DORIS takes a different approach. Instead of using double-stranded DNA as a primer-binding sequence, DORIS uses an “overhang” that consists of a single-strand of DNA – like a tail that streams behind the double-stranded DNA that actually stores data. While traditional techniques required temperature fluctuations to rip open the DNA in order to find the relevant primer-binding sequences, using a single-stranded overhang means that DORIS can find the appropriate primer-binding sequences without disturbing the double-stranded DNA.

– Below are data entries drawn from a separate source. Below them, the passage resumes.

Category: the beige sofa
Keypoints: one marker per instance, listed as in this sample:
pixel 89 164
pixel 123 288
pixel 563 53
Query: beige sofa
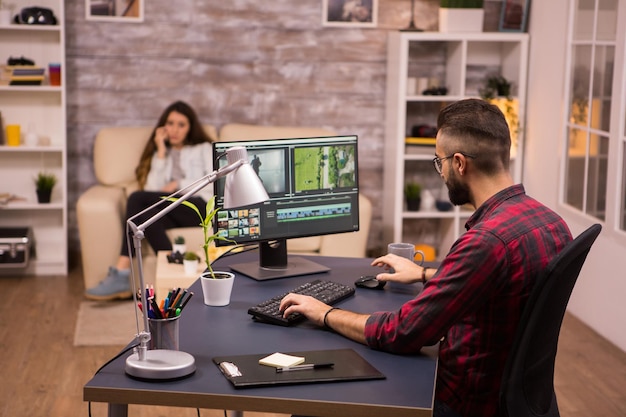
pixel 101 209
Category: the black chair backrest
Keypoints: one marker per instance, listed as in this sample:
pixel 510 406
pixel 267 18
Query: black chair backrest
pixel 528 381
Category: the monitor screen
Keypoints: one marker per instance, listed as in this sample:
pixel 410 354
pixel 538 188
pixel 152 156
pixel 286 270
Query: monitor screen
pixel 313 189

“In other words, DORIS can work at room temperature, making it much more feasible to develop DNA data management technologies that are viable in real-world scenarios,” says James Tuck, co-corresponding author of the paper and a professor of electrical and computer engineering at NC State.

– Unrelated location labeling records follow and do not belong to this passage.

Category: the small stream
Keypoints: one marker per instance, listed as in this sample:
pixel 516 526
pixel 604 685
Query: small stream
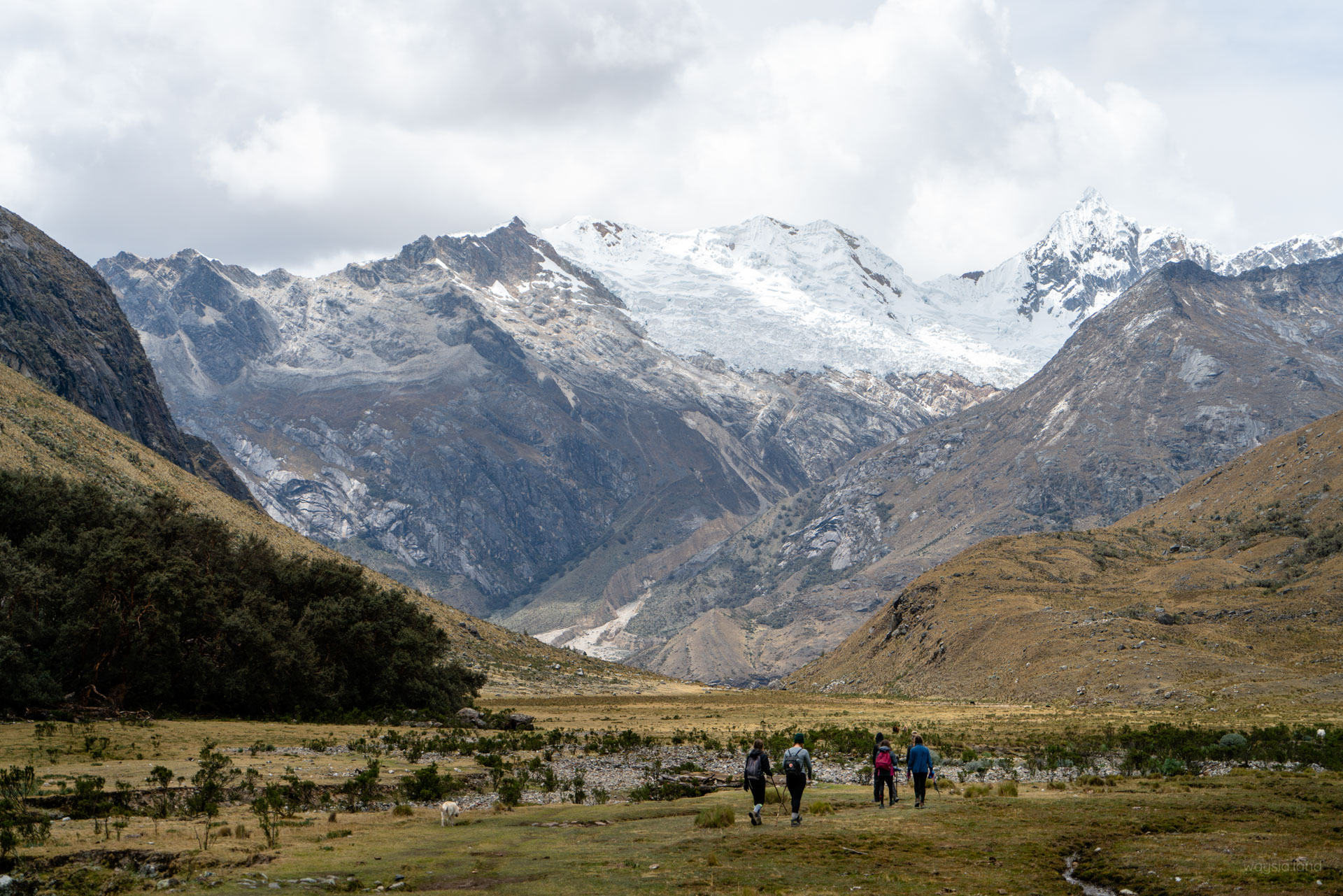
pixel 1088 890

The other benefit of not having to rip apart the DNA strands is that the DNA sequence in the overhang can be the same as a sequence found in the double-stranded region of the data file itself. That’s difficult to achieve in PCR-based systems without sacrificing information density – because the system wouldn’t be able to differentiate between primer-binding sequences and data-storage sequences.

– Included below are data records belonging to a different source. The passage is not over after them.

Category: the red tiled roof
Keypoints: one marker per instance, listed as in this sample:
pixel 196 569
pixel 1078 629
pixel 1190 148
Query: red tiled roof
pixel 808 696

“DORIS allows us to significantly increase the information density of the system, and also makes it easier to scale up to handle really large databases,” says Kevin Lin, first author of the paper and a Ph.D. student at NC State.

And once DORIS has identified the correct DNA sequence, it doesn’t rely on PCR to make copies. Instead, DORIS transcribes the DNA to RNA, which is then reverse-transcribed back into DNA which the data-storage system can read. In other words, DORIS doesn’t have to consume the original file in order to read it.

The single-stranded overhangs can also be modified, allowing users to rename files, delete files or “lock” them – effectively making them invisible to other users.

“We’ve developed a functional prototype of DORIS, so we know it works,” Keung says. “We’re now interested in scaling it up, speeding it up and putting it into a device that automates the process – making it user friendly.”

The paper, “Dynamic and scalable DNA-based information storage,” is published in the journal Nature Communications. The paper was co-authored by Kevin Volkel, a Ph.D. student at NC State.

The work was done with support from the National Science Foundation, under grants CNS-1650148 and CNS-1901324; a North Carolina State University Research and Innovation Seed Funding Award; a North Carolina Biotechnology Center Flash Grant; and a Department of Education Graduate Assistance in Areas of Need fellowship.

-shipman-

Note to Editors: The study abstract follows.

“Dynamic and scalable DNA-based information storage”

Authors: Kevin N. Lin, Kevin Volkel, James M. Tuck and Albert J. Keung, North Carolina State University

Published: June 12, Nature Communications

DOI: 10.1038/s41467-020-16797-2

Abstract: The underlying physical architectures of information storage systems often dictate how information is encoded, databases are organized, and files are accessed. Here we show that a simple architecture comprised of double stranded DNA with a T7 promoter adjacent to a single stranded overhang domain (‘ss-dsDNA’), can unlock dynamic DNA-based information storage with powerful new capabilities and advantages. The single stranded overhang provides a physical address with which to access specific DNA strands as well as implement a range of in storage file operations. It also increases theoretical storage densities and capacities by reducing non-specific DNA-DNA interactions between addresses and data payloads. This increases the encodable sequence space and greatly simplifies the computational burden in designing sets of orthogonal file addresses. The T7 promoter mimics the natural role of transcription in accessing information from DNA without destroying it and thus enables repeatable information access. Furthermore, saturation mutagenesis around the T7 promoter and systematic analyses of environmental conditions reveal design criteria that can be used to optimize information access. This simple but powerful ss-dsDNA architecture lays the foundation for information storage with versatile capabilities.